Source: The Palm Beach Post



Readers: Last fall we got an inquiry from former Palm Beach Post colleague Niels Heimeriks. He wanted to know how Palm Beach’s Sloan's Curve got its name.

It was none other than "Mr. General Motors," Alfred P. Sloan, who was head of the auto giant from 1923 to 1956, and would be named one of Life magazine's 100 most influential people of the 20th century.

In 1941, Sloan paid $152,500 — more than $2.6 million in today's dollars — for a Caribbean-style home just north of the curve, at 1960 S. Ocean Blvd. Built in 1935, it had been designed by famed architect Maurice Fatio.

Former Post editor and columnist Bill McGoun, in a 1988 column, recalled being a 10-year-old during the 1947 hurricane, the first test of the dike built after the catastrophic 1928 storm.

McGoun wrote the 1947 storm washed out huge stretches of the Palm Beach coast road, now State Road A1A. The state decided not to rebuild it and instead filled in part of the Intracoastal Waterway on the west side of Palm Beach, thus creating what's now Sloan's Curve. Sloan's estate was just north of where the road curved.

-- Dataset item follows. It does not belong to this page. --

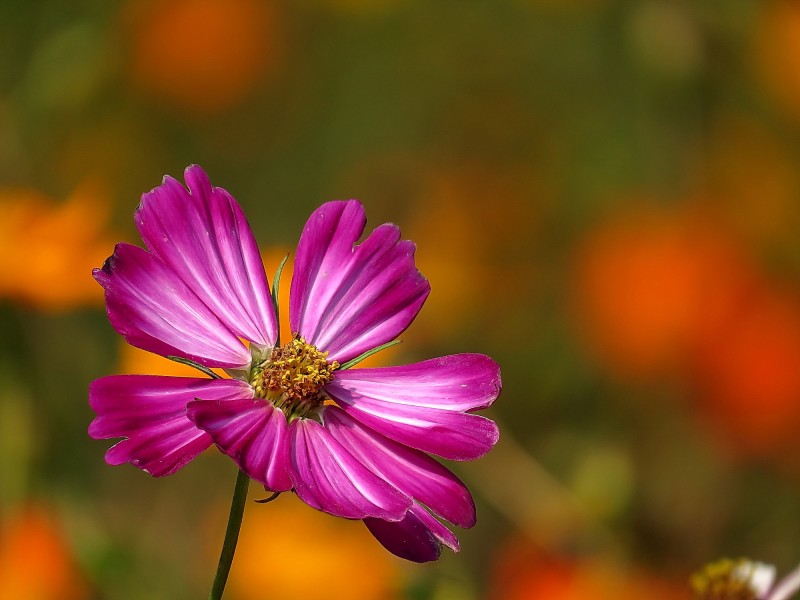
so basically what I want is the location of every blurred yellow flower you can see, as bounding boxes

In November 1959, the Palm Beach County Commission asked about straightening out Sloan's Curve. The job itself was only about $10,000. But, a Palm Beach Post article said, "astonishment was voiced" when the commissioners learned that obtaining the right-of-way would cost as much as $179,000 (about $1.5 million in today's dollars). Commissioners "pulled themselves together," the article said, and voted to go on record that it wasn't worth the expense.

Sloan died at 90 in February 1966. He was said to be worth $400 million and his Alfred P. Sloan Foundation, which helped education and science research, was worth $300 million. In today's dollars that would be about 3.2 billion and $2.4 billion, respectively.

Sloan's home would be demolished in 1988 and replaced by a nine-bedroom, 17-bath, seven-fireplace manse that encompassed a staggering 35,000 square feet and sat on a 2.3-acre lot that stretched from the Atlantic Ocean to the Intracoastal.